Glossary

Glossary of Terms

This glossary defines key terms used throughout the case study.


Average Daily Rides
The total number of rides for a specific category (e.g., bike type or user type), divided by the number of days in the analysis period. This metric normalizes ride volume to allow comparisons across bike types or groups.
Bucket
A predefined range used to group continuous data, such as ride counts or temperatures, for aggregation or visualization. For example, ride counts per bike may be grouped into 100-ride buckets.
Cluster (Ride Duration Cluster)
A grouping of rides based on their duration using a clustering algorithm or predefined thresholds. In this study, rides are grouped into Short, Medium, and Long clusters to distinguish different usage behaviors.
Customer
A user who does not have an annual or recurring membership. Customers include Day Pass riders, single-ride users, and other casual or pay-per-use riders. All non-subscriber users are classified as customers. The term casual rider might also be used for customers, but for this case study only the term customer is used.
Density Plot (Kernel Density Plot)
A smoothed visualization of the distribution of a continuous variable, such as ride distance. It estimates the probability density function and often provides clearer insight than a histogram by reducing noise through smoothing.
Haversine formula
A mathematical formula used to cacluate the distance between any two points on a sphere along the great-arc going through both points.
Kernel
A mathematical function (usually bell-shaped) used in kernel density estimation to create a smooth curve over individual data points. The width and shape of the kernel affect how smoothed the resulting density plot is.
Loop Ride
A bike ride that starts and ends at the same station. Often used as a proxy for recreational or tourist behavior. These rides are excluded from this analysis.
Maximum Simultaneous Rides
The maximum number of rides that were active at the same time during a given period (e.g., a year).

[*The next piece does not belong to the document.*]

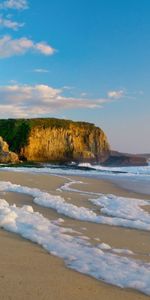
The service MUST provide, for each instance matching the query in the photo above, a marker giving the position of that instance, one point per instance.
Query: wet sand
(29, 272)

Calculated by tracking ride start and end events, computing a running total of concurrent rides, and taking the peak value. This metric is used to assess fleet load and system demand during peak usage periods. Also know as peak concurrency
Non-Tourist Ride
A ride that does not start or end near designated tourist destinations. These rides are considered more likely to reflect routine or local travel behavior.
Non-Tourist Station
A station not in or near a designated tourist destinations. These stations are considered to be more frequented by commuters.
Normalization (Normalized Ride Volume)
The process of scaling data, typically between 0 and 1, to allow for comparisons across categories with different absolute values. For example, normalized ride volume allows temperature-based comparisons regardless of the overall number of rides.
Peak Concurrency
The highest number of bike rides occurring simultaneously within a given time window (e.g., a day, month, or year). In this study, peak concurrency is equivalent to the maximum number of bikes in use at the same time, calculated using ride start and end times. Also referred to as max simultaneous rides. This metric helps assess system load, infrastructure limits, and usage spikes.
Ride Count per Bike
The total number of rides recorded for an individual bike over the dataset’s time span. Used to evaluate fleet utilization and wear.
Ride Distance (km)
The distance between start and end stations, caclulated using the Haversine formula, and measured in kilometers. Used as a proxy for trip length and user intent.
Ride Duration
The difference between ride end_time and start_time.
Station
A docking location where bikes or scooters can be picked up or returned. Used in geographic and behavioral analyses.
Subscriber
A user who holds an annual or annual-billed-monthly membership with the bike-sharing service. Subscribers might also be know as members, but for the purpose of this case study only the term Subscriber is used.
User Type
A classification of users based on their relationship with the bike-share system, for the purpose of this case study the are devided into two groups, Subscribers or Customers.
Visualization
A graphical representation of data, such as bar charts, histograms, or density plots, used to communicate patterns and insights from the dataset.